Mais il conviendrait que les architectes puissent disposer d’un accès direct dans la base de données informatique (NOVACOM) en visualisant l’ensemble de leurs dossiers. L’architecte pourra ainsi informer en temps réel son client de l’avancement de son dossier. C’est un gain de temps et de crédibilité pour l’architecte, mais aussi un allègement de travail pour les services d’urbanisme.

G. Une amnistie pour les infractions urbanistiques historiques

Aujourd’hui, il arrive que des administrations considèrent des infractions urbanistiques sur des situations antérieures à la mise en place des règles liées à ces situations.

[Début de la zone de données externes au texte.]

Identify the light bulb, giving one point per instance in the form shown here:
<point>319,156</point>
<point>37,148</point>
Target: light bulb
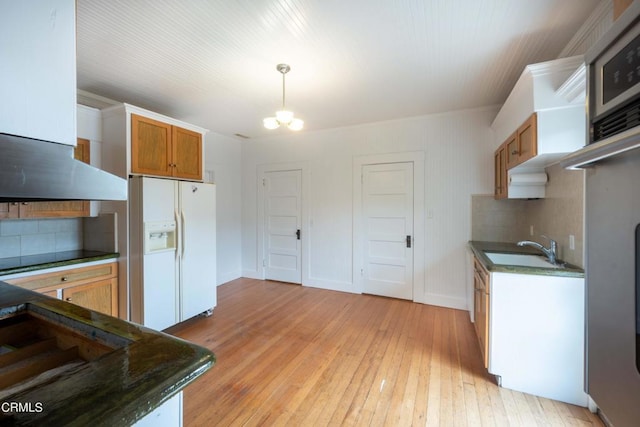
<point>296,124</point>
<point>271,123</point>
<point>284,117</point>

Concrètement, elles demandent de régulariser des situations de droit sous prétexte qu’elles ne sont pas connues de leurs archives, empêtrant le pauvre demandeur dans la fourniture de preuves farfelues et souvent impossible à donner.

Le projet de réforme du COBAT semble vouloir clarifier cette situation et prend comme repère l’année 2000. La Chambre de l’Ordre des Architectes estime qu’il vaudrait mieux prendre un délai (par exemple) de 15 ans au lieu d’une année de référence qui inévitablement reposera les problèmes de preuve auxquels sont aujourd’hui confrontés les demandeurs de permis.

  1. CONCLUSIONS

La chambre bruxelloise de l’Ordre des Architectes a communiqué au Ministre-Président RUDI VERVOORT une note précise et motivée reprenant les propositions formulées dans le présent document mais également d’autres propositions (permis modificatif, durée de l’enquête publique, mise en place d’un comité de monitoring communication aux architectes d’une copie des décisions rendues,…..) .

Les réflexions et suggestion de la chambre bruxelloise s’appuient notamment sur les résultats de 3 mini-sondages lancés fin de l’année 2015 : ces résultats – parfois très tranchés – témoignent notamment d’une part des immenses difficultés quotidiennes auxquelles sont confrontés les architectes dans l’exercice de leur profession et d’autre part du désarroi de nombreux maîtres d’ouvrage.

Quoi qu’il en soit, la chambre bruxelloise de l’Ordre des Architectes insiste sur le fait que la réforme du COBAT ne peut réussir que si les services d’urbanisme disposent des moyens humains nécessaires à leur mission et se concentrent sur leur vrai mission : le rôle des services de l’urbanisme est d’appliquer les règles et non de jouer les censeurs du beau !

On relève encore trop souvent des situations de dénis d’administration ou d’abus d’administration : et là ce ne sont pas les règles qui sont en cause mais bien la manière de les appliquer.